Green died at The Mount, Hadley, on Dec. 13th, 1863, and was buried at Highgate. Sir John Simon gives a wonderful account of his death in the following words: -
"I would show that not even the last sudden agony of death ruffled his serenity of mind, or rendered him unthoughtful of others. No terrors, no selfish regrets, no reproachful memories, were there. The few tender parting words which he had yet to speak, he spoke. And to the servants who had gathered grieving round him, he said, 'While I have breath, let me thank you all for your kindness and attention to me'. Next, to his doctor, who quickly entered - his neighbour and old pupil, Mr. Carter - he significantly, and pointing to the region of his heart, said - 'congestion'. After which, he in silence set his finger to his wrist, and visibly noted to himself the successive feeble pulses which were but just between him and death. Presently he said - 'stopped'. And this was the very end. It was as if even to die were an act of his own grand self-government. For at once, with the warning word still scarce beyond his lips, suddenly the stately head drooped aside, passive and defunct for ever. And then, to the loving eyes that watched him, 'his face was again all young and beautiful'. The bodily heart, it is true, had become more pulseless clay; broken was the pitcher at the fountain, broken at the cistern the wheel; but, for yet a moment amid the nightfall, the pure spiritual life could be discerned, moulding for the last time into conformity with itself the features which thenceforth were for the tomb."

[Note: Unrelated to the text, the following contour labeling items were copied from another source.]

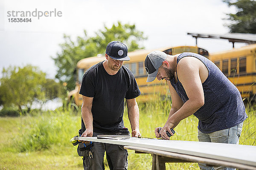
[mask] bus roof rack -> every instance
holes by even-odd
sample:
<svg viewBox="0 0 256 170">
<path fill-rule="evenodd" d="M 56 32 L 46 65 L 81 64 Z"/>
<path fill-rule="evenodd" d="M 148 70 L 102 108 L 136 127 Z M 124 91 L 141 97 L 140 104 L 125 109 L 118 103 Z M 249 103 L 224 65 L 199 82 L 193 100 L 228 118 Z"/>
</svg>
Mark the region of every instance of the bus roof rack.
<svg viewBox="0 0 256 170">
<path fill-rule="evenodd" d="M 247 44 L 256 43 L 256 34 L 244 33 L 228 33 L 224 34 L 207 34 L 193 33 L 188 32 L 195 38 L 195 44 L 197 45 L 198 38 L 215 38 L 226 39 L 233 44 L 234 47 L 235 42 L 245 42 Z"/>
</svg>

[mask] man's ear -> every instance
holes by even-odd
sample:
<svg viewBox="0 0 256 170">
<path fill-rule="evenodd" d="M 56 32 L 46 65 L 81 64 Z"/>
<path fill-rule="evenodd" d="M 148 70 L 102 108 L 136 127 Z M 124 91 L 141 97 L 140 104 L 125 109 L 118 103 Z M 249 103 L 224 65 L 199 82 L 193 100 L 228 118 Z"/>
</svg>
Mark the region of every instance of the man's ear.
<svg viewBox="0 0 256 170">
<path fill-rule="evenodd" d="M 164 66 L 166 66 L 166 67 L 167 67 L 168 68 L 170 66 L 170 65 L 169 64 L 169 63 L 166 60 L 164 60 L 163 62 L 163 65 Z"/>
</svg>

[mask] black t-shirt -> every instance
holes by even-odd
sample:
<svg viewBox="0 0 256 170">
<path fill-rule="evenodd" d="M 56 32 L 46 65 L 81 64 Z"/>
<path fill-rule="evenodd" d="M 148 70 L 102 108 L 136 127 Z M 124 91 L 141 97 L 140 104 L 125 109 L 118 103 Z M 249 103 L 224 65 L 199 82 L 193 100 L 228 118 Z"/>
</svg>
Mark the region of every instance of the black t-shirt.
<svg viewBox="0 0 256 170">
<path fill-rule="evenodd" d="M 93 131 L 112 133 L 124 128 L 125 98 L 134 99 L 140 96 L 140 91 L 134 75 L 127 67 L 122 65 L 117 73 L 111 75 L 104 68 L 103 62 L 93 65 L 84 73 L 79 93 L 93 97 Z M 82 132 L 85 130 L 82 119 Z"/>
</svg>

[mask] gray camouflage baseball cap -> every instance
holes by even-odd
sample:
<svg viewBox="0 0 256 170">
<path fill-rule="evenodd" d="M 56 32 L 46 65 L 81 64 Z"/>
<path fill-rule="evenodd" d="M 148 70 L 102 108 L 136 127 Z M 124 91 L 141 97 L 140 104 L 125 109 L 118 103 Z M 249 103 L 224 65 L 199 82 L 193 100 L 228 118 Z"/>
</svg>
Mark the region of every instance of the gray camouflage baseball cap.
<svg viewBox="0 0 256 170">
<path fill-rule="evenodd" d="M 166 59 L 167 54 L 159 51 L 154 51 L 148 54 L 145 59 L 145 65 L 148 74 L 147 82 L 151 82 L 156 78 L 158 68 Z"/>
</svg>

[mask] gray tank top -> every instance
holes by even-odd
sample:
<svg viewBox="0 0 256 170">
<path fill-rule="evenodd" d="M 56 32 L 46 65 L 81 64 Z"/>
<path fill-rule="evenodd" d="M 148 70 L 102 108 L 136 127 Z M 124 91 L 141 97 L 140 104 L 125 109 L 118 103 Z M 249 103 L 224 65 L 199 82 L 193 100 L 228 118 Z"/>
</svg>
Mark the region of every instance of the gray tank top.
<svg viewBox="0 0 256 170">
<path fill-rule="evenodd" d="M 241 95 L 236 87 L 218 68 L 204 57 L 193 53 L 183 53 L 177 57 L 177 64 L 182 58 L 192 56 L 199 59 L 209 71 L 209 75 L 203 83 L 204 105 L 194 115 L 198 119 L 198 129 L 208 133 L 235 126 L 248 116 Z M 177 65 L 176 65 L 177 71 Z M 189 98 L 177 76 L 170 81 L 183 102 Z"/>
</svg>

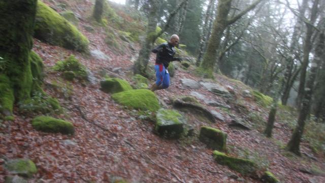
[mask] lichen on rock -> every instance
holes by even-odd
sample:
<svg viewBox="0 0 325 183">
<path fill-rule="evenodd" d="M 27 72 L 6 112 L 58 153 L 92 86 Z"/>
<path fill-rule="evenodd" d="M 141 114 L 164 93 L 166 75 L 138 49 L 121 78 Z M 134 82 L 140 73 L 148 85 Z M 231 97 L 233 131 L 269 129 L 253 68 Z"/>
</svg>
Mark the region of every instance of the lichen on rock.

Green's reputation as a surgeon stood very high, especially in lithotomy, in which he always used the gorget of his uncle, Henry Cline. In appearance he was tall with a languid air, but he impressed his patients by his polished and benignant manners.

There is a bust by H. Weekes, R.A., in the College, and an oil-painting hangs in the Grand Committee Room at St. Thomas's Hospital. Of this portrait it was said by a critic when it was exhibited at the Royal Academy: "There is no face in the whole collection, whether in manly beauty or in its expression of intellectual superiority, to be compared with the portrait of Joseph Henry Green, although there be statesmen, great soldiers, and philosophers around." Emerson was introduced to Green by the late Dr. Garth Wilkinson, and remarked on his typical 'surgeon's mouth', with its close-shut lips and air of restraint and firmness. The bust illustrates both these observations.

Sources used to compile this entry: [Dict. Nat. Biog. Sub nomine et auct. ibi cit. MacCormac's Address of Welcome, 1900, 116. Sir John Simon's Memoir prefixed to Green's Spiritual Philosophy. The original manuscript is in the College Library. Brit. Jour. Surg., 1919-20, vii, 7, with portrait.].